In cases where only part of the cube intersects the sphere, the method recursively subdivides the cube into smaller parts by calling SphereDivision, enabling a finer level of detail and ensuring accurate representation of the sphere's boundary.
Recursive Cube Subdivision
The recursion begins with a cube defined by a Vector3 position and a size (step). The method evaluates whether the cube lies entirely within, partially overlaps, or is outside the sphere. Based on this evaluation, it either generates a cube or subdivides further into smaller cubes.
The method first checks if the current division has reached the maximum number of subdivisions. At this point, if the union flag is enabled, it evaluates whether the cube overlaps other geometries to avoid duplicate renderings. For unions and intersections, specialized processing is delegated to UnionSpheres or IntersectSpheres. If neither is required, the method generates a cube centered at the current position, scaled appropriately, and colored based on the recursion level (currentDivision).

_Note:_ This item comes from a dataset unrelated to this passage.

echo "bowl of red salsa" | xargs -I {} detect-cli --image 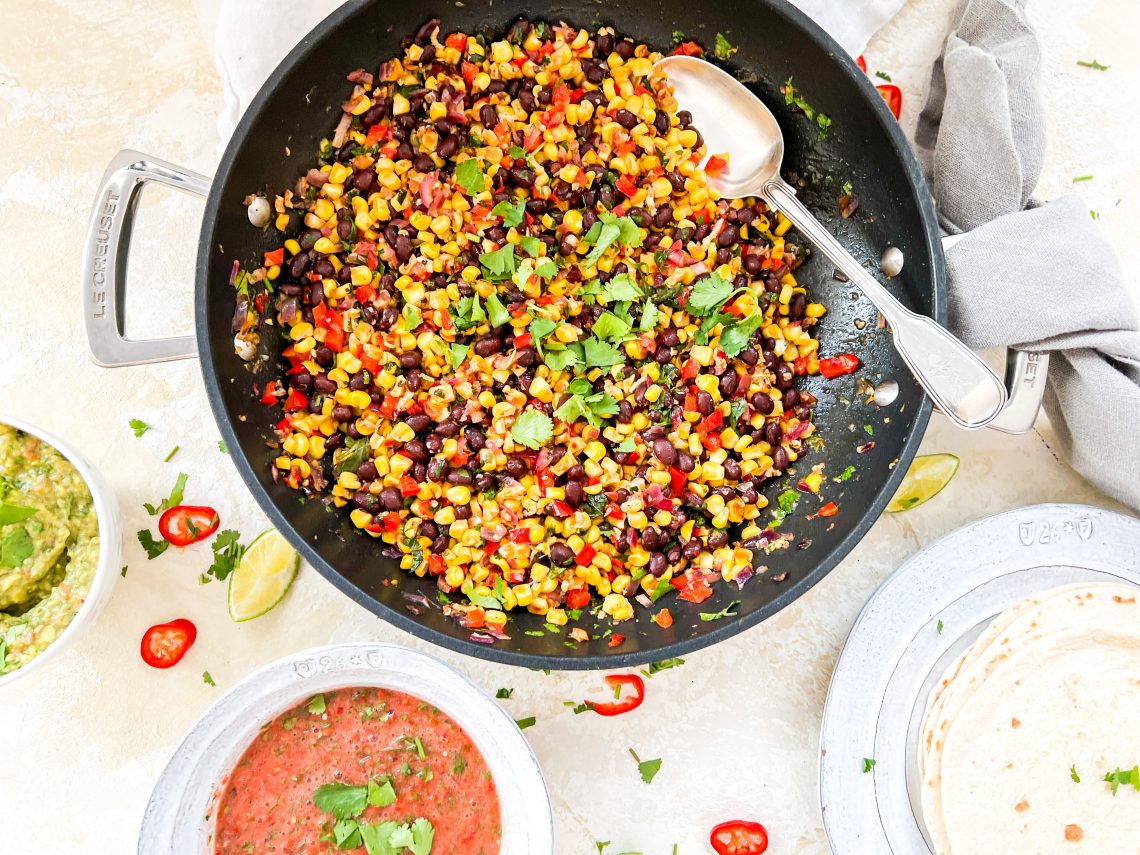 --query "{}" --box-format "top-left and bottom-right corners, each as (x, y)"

If further subdivision is required, the cube is divided into eight smaller cubes by halving the size (step / 2) and iterating through all combinations of offsets (0 or newStep) for the x, y, and z axes. For each smaller cube, the method performs sphere intersection tests on its corners and center. This ensures accurate representation of the sphere's boundaries, even at finer resolutions.
The method also handles multiple spheres by incrementing a counter whenever a cube's center intersects with a sphere. This allows it to account for overlapping regions in union or intersection operations. When all corners and the center of a cube are within the sphere, a cube is generated or further divided depending on the current mode (union, intersect, or default rendering).

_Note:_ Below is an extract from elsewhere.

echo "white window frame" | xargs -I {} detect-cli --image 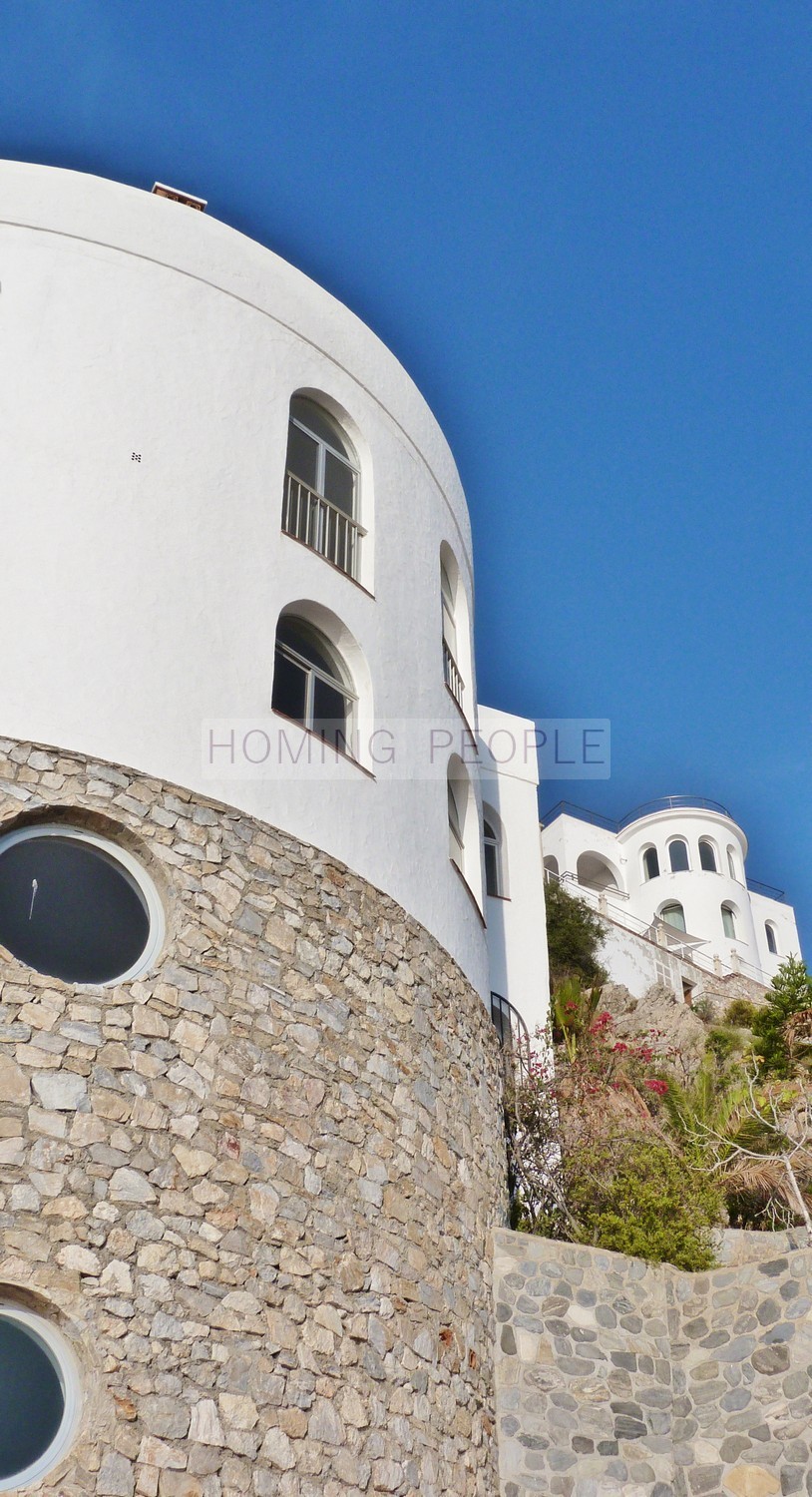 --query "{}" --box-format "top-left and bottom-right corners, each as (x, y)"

By recursively subdividing cubes and evaluating sphere intersections at each level, this method achieves high precision while minimizing redundant calculations. It dynamically adjusts detail based on the sphere's geometry and the current recursion depth, ensuring efficient and accurate representation.
Challenges and Solutions
One of the main challenges encountered in this implementation was avoiding overlapping cube renderings, especially at the edges of spheres where rounding errors or small gaps could occur. To solve this, a Physics.OverlapSphere check was introduced at the final recursion level to detect and prevent redundant cube generation. Another challenge was ensuring smooth and visually consistent transitions between intersecting spheres. This was addressed by dynamically adjusting the recursion depth and ensuring that intersections involved more than one sphere before proceeding with further subdivision.

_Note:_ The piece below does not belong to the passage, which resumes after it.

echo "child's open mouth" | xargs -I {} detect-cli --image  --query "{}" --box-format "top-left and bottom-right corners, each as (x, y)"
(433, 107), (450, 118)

Additionally, handling partial overlaps of cubes with spheres required precise testing of all cube corners and its center against the sphere. This was implemented by performing intersection tests at every recursive step, balancing performance with accuracy.
Skills Gained
This project provided valuable experience in designing and implementing recursive algorithms for spatial subdivision. It enhanced my understanding of 3D geometry and mathematical modeling, particularly in the context of sphere and cube interactions.
Through debugging and optimizing the subdivision logic, I developed strong skills in problem-solving and performance optimization. Moreover, the process of dynamically managing recursion depth and handling edge cases strengthened my proficiency in writing robust and scalable code for 3D environments. This experience also deepened my knowledge of graphics rendering pipelines and how spatial partitioning techniques can enhance real-time rendering and simulation efficiency.